The Dark Past (1948)
7/10
Competent Update of Blind Alley - An Intelligent Noir
4 May 2020
A psychology professor (Lee J Cobb) plies his trade on a psychotic prison escapee (William Holden) whose gang has invaded his home during a dinner with friends. The cat and mouse battle of nerves takes place on the fearless and disaffected professor's battleground both in the physical and mental sense - taking place in his home and in the realm of the mind. Dr. Collins is doing more than stalling for time to keep his family and friends alive. He is manipulating the weak-minded criminal. Collins is offering the killer Al Walker an unlikely chance to change his ways and a very likely illusory opportunity to return to sanity.

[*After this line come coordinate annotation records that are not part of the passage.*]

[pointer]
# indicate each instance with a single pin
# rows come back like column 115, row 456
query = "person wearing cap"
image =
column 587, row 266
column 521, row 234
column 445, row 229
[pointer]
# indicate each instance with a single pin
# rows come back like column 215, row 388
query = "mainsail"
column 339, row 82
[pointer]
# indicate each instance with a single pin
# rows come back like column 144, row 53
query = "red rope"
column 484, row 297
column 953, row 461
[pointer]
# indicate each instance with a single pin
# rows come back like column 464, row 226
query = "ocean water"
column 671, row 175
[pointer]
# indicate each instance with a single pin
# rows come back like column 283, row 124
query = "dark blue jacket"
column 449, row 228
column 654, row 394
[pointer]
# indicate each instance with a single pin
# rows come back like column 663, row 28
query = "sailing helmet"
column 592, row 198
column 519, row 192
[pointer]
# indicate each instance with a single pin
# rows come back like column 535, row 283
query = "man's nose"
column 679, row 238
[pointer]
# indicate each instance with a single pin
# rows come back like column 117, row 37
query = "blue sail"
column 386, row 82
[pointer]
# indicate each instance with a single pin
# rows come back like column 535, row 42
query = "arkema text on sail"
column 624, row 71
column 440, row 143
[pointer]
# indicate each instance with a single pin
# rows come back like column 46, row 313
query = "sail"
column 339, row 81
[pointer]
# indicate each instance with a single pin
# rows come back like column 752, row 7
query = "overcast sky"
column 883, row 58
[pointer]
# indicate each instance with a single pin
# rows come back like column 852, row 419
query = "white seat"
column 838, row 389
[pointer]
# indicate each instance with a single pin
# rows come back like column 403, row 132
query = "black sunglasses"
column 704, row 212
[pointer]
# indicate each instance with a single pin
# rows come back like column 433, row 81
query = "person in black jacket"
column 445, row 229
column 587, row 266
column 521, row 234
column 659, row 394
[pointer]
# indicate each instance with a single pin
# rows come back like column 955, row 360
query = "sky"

Meanwhile, the tension mounts... consistently... throughout the film.

In this Columbia noir, Director Rudolph Maté stays extremely close to the original production of Blind Alley (directed by Charles Vidor), with some scenes so closely developed that you could very easily lose them in the earlier film. Neither film is really typical of the noir genre. Both are dark, humorless, set pieces based on a very theatrical script and some very solid dramatic acting, particularly from Cobb and Holden. Nina Foch lends strong and sensitive support as the woman who loves Holden.

Of the two, The Dark Past is the more polished film, but given the dates of production neither that nor the darker values of Blind Alley should come as any surprise.

A very solid film, which, contrary to the opinions of some reviewers, has held its entertainment value very well.